08/25/2023 12:25 P.M.
3 minute read
Lawmakers on the House Financial Services Committee are urging the Public Company Accounting Oversight Board (PCAOB) to reevaluate its proposed changes to audit standards used for companies related to noncompliance with laws and regulations standards.
The PCAOB proposal would “amend PCAOB auditing standards related to the auditor’s responsibility for considering a company’s noncompliance with laws and regulations, including fraud,” according to a news release.
The PCAOB, established by Congress to oversee the audits of public companies, seeks to “strengthen auditor requirements to identify, evaluate, and communicate possible or actual noncompliance with laws and regulations.”
Its proposal would also require auditors to identify and communicate noncompliance sooner.
House Financial Services Committee Chair Patrick McHenry, R-N.C., and U.S. Rep. Ann Wagner, R-Mo., chair of the Capital Markets Subcommittee, sent a letter to the PCAOB stating the “proposed changes are in direct conflict with existing rules and risk undermining audit quality, auditor independence, and the materiality standard,” according to a news release.
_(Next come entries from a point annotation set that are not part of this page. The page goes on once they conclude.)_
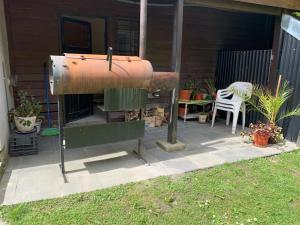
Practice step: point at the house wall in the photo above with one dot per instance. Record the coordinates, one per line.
(5, 95)
(34, 35)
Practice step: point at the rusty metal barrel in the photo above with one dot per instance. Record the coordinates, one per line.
(86, 74)
(89, 74)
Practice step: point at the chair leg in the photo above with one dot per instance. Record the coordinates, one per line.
(244, 116)
(214, 117)
(234, 122)
(228, 118)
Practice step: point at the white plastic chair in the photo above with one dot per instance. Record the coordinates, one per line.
(230, 100)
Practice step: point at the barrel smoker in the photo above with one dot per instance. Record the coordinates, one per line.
(125, 82)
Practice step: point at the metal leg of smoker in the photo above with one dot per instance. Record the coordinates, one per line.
(61, 134)
(140, 143)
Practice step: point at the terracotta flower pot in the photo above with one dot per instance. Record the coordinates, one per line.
(185, 94)
(199, 96)
(203, 118)
(181, 111)
(260, 140)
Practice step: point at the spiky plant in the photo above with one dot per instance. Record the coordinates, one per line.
(270, 105)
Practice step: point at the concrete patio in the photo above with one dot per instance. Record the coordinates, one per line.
(36, 177)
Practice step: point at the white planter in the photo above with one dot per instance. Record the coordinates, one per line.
(20, 123)
(202, 118)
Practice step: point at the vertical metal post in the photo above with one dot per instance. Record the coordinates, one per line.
(176, 66)
(143, 28)
(60, 100)
(276, 49)
(142, 53)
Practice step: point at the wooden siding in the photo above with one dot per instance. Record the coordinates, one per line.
(33, 30)
(285, 4)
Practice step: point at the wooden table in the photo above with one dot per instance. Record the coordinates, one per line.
(192, 102)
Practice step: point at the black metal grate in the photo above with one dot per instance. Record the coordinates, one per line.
(23, 144)
(249, 66)
(127, 36)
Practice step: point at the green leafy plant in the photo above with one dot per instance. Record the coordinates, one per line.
(297, 14)
(188, 85)
(270, 105)
(210, 86)
(27, 107)
(271, 130)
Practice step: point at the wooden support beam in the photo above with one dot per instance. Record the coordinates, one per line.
(176, 66)
(143, 29)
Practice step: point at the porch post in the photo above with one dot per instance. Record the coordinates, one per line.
(176, 65)
(273, 74)
(143, 28)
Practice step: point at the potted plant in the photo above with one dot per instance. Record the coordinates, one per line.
(211, 88)
(203, 117)
(181, 110)
(26, 112)
(271, 107)
(186, 90)
(199, 91)
(38, 123)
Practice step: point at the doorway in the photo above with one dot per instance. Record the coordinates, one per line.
(87, 36)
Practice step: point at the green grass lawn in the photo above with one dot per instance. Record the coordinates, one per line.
(262, 191)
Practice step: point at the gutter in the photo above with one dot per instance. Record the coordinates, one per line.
(291, 25)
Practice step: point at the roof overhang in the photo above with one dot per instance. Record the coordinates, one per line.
(284, 4)
(234, 5)
(291, 25)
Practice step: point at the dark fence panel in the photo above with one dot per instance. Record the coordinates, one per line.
(249, 66)
(289, 68)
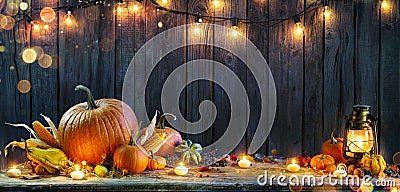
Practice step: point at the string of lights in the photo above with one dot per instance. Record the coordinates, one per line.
(27, 15)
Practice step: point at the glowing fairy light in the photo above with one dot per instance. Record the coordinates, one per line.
(29, 55)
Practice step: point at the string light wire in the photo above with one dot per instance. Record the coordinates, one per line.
(208, 18)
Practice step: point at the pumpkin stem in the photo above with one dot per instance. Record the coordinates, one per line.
(333, 139)
(160, 124)
(151, 154)
(90, 101)
(134, 137)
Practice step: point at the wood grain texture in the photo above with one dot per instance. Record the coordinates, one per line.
(198, 91)
(312, 128)
(16, 106)
(87, 56)
(389, 81)
(286, 63)
(348, 59)
(45, 80)
(366, 61)
(338, 79)
(257, 34)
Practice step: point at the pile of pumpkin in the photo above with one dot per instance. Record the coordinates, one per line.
(101, 132)
(332, 155)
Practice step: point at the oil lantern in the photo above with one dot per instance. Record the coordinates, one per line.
(361, 133)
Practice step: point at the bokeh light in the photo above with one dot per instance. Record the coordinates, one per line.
(56, 62)
(159, 24)
(46, 61)
(23, 6)
(3, 21)
(385, 5)
(106, 44)
(39, 52)
(36, 28)
(47, 14)
(24, 86)
(29, 55)
(2, 4)
(12, 8)
(92, 13)
(20, 36)
(10, 23)
(46, 27)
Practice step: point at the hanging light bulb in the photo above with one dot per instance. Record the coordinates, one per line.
(299, 31)
(36, 28)
(216, 3)
(235, 22)
(69, 18)
(27, 18)
(46, 27)
(198, 19)
(327, 11)
(164, 2)
(120, 8)
(385, 5)
(23, 6)
(159, 24)
(135, 8)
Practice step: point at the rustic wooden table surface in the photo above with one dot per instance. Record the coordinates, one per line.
(231, 178)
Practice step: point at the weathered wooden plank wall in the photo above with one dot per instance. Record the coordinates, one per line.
(351, 57)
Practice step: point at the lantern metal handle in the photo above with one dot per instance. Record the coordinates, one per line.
(374, 122)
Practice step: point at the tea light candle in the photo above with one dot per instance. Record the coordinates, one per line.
(77, 174)
(181, 169)
(244, 163)
(340, 173)
(293, 167)
(14, 172)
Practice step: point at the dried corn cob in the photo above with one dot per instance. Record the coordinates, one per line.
(37, 143)
(155, 142)
(44, 134)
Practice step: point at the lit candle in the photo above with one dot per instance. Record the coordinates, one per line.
(181, 169)
(244, 163)
(14, 172)
(293, 167)
(77, 174)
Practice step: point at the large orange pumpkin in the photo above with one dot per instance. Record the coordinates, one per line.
(321, 161)
(131, 158)
(92, 129)
(169, 147)
(334, 148)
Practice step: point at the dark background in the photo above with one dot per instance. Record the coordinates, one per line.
(350, 58)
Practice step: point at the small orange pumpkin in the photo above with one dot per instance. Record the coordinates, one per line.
(169, 147)
(321, 161)
(131, 158)
(334, 148)
(330, 168)
(156, 162)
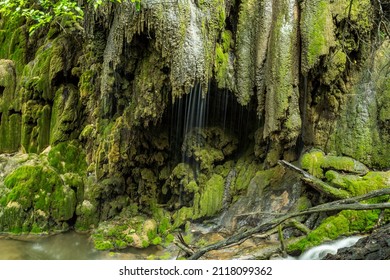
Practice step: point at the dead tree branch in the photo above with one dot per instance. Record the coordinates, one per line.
(344, 204)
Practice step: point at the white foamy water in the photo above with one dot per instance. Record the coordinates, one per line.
(318, 252)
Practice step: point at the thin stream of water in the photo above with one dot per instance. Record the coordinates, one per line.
(64, 246)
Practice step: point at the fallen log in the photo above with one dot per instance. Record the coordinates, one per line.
(317, 183)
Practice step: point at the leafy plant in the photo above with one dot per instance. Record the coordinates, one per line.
(43, 12)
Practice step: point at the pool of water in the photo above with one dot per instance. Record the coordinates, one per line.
(64, 246)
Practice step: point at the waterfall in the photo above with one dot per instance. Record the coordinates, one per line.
(189, 112)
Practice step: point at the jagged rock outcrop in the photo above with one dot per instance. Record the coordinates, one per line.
(180, 108)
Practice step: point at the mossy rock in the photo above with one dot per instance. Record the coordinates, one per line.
(347, 222)
(67, 158)
(358, 185)
(316, 163)
(39, 197)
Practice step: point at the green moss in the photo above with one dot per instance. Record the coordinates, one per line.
(211, 197)
(66, 157)
(335, 67)
(317, 31)
(221, 61)
(347, 222)
(357, 185)
(66, 115)
(316, 162)
(37, 200)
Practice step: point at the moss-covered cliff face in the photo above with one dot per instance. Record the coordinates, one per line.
(166, 114)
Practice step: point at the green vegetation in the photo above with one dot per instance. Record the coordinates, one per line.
(44, 12)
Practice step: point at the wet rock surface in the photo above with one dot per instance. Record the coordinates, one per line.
(374, 247)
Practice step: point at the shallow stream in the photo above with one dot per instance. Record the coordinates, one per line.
(65, 246)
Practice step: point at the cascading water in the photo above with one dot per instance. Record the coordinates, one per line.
(320, 251)
(189, 112)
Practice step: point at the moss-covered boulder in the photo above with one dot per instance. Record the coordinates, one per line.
(317, 163)
(10, 111)
(41, 200)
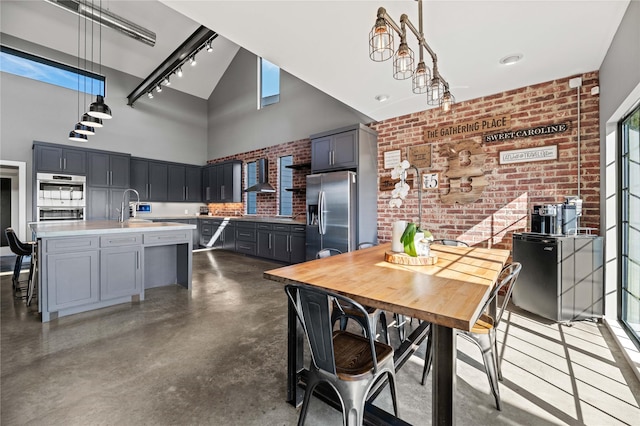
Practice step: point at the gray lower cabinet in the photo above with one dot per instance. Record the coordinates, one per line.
(120, 266)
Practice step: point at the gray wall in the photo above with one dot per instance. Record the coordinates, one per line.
(170, 127)
(236, 125)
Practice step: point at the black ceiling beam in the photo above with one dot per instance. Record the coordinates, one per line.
(190, 47)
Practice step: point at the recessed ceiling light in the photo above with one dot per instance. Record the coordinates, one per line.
(511, 59)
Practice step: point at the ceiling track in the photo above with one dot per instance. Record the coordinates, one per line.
(107, 19)
(188, 49)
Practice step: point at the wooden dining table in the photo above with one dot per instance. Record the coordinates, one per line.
(448, 294)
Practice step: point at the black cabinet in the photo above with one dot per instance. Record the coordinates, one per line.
(108, 170)
(184, 183)
(150, 179)
(56, 159)
(223, 182)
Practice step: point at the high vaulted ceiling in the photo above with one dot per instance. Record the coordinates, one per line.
(325, 43)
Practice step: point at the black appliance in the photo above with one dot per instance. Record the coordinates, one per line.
(562, 277)
(554, 219)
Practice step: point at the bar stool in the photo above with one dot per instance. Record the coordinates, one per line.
(21, 250)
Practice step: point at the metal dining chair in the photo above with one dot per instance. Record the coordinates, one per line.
(21, 250)
(483, 332)
(350, 363)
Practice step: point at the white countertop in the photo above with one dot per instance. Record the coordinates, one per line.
(97, 227)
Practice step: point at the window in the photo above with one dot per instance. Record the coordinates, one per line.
(286, 181)
(252, 179)
(630, 221)
(268, 83)
(30, 66)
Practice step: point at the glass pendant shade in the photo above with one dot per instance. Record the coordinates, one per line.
(84, 130)
(436, 89)
(77, 137)
(90, 121)
(380, 41)
(447, 101)
(99, 109)
(403, 62)
(421, 78)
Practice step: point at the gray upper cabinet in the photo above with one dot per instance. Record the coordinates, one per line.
(57, 159)
(108, 170)
(184, 183)
(223, 182)
(335, 152)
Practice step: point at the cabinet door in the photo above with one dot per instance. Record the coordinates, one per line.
(280, 246)
(321, 154)
(120, 272)
(157, 181)
(297, 247)
(119, 167)
(176, 183)
(48, 159)
(345, 150)
(193, 178)
(98, 171)
(140, 177)
(73, 279)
“The proposed amendments, if adopted, would encourage companies to take more timely remedial actions and thereby reduce investor harm caused by legal and regulatory penalties. Another potential benefit would be to lower the likelihood that financial statements are materially misstated due to noncompliance with laws and regulations,” according to the PCAOB.
Proposed duties for auditors, according to PCAOB include:
- Identifying laws and regulations that apply to the company and could have a significant impact on financial statements due to noncompliance.
- Strengthening requirements in the auditor’s evaluation for noncompliance and, if noncompliance occurs, the possible effects on financial statements and other components of the audit.
- Requiring the auditor to communicate to management and the audit committee when they learn there is noncompliance with laws or regulations.
McHenry and Wagner say in the letter that these proposals to company noncompliance with laws and regulations (NOCLAR) would risk undermining the quality of audits and shift auditors’ focus away from their responsibility to closely evaluate financial statements.
“Auditors are not legal professionals and should not be expected to function as law enforcement agents. Notably, the Securities and Exchange Commission has long-established rules for auditor independence. These rules prohibit auditors in the U.S. from offering services to audit clients that fall under the purview of legal experts,” they say in the letter.
Overall, McHenry and Wagner request for the PCAOB to reevaluate if the NOCLAR standards are suitable and align with the board’s mission.
ACA Signs on to Comments
On behalf of its members that are publicly traded companies, ACA International signed on to comments (PDF) led by the U.S. Chamber of Commerce on the PCAOB proposal.
The comments from the U.S. Chamber of Commerce and a coalition of business trade associations argue the proposed changes would lower audit quality and make the process more complex, increasing the cost and scope without a clear benefit to investors.
“The proposal outlines a series of complex duties, without adequate justification, that are not encompassed within the audit and therefore are beyond the remit of the PCAOB,” according to a news release from the Chamber.
The Chamber’s comments also note the proposal lacks precise terminology in the auditor requirements and that it is turning the financial statement audits into expansive examinations of possible noncompliance.
The proposal is duplicative of existing internal company processes and auditors’ work, according to the Chamber.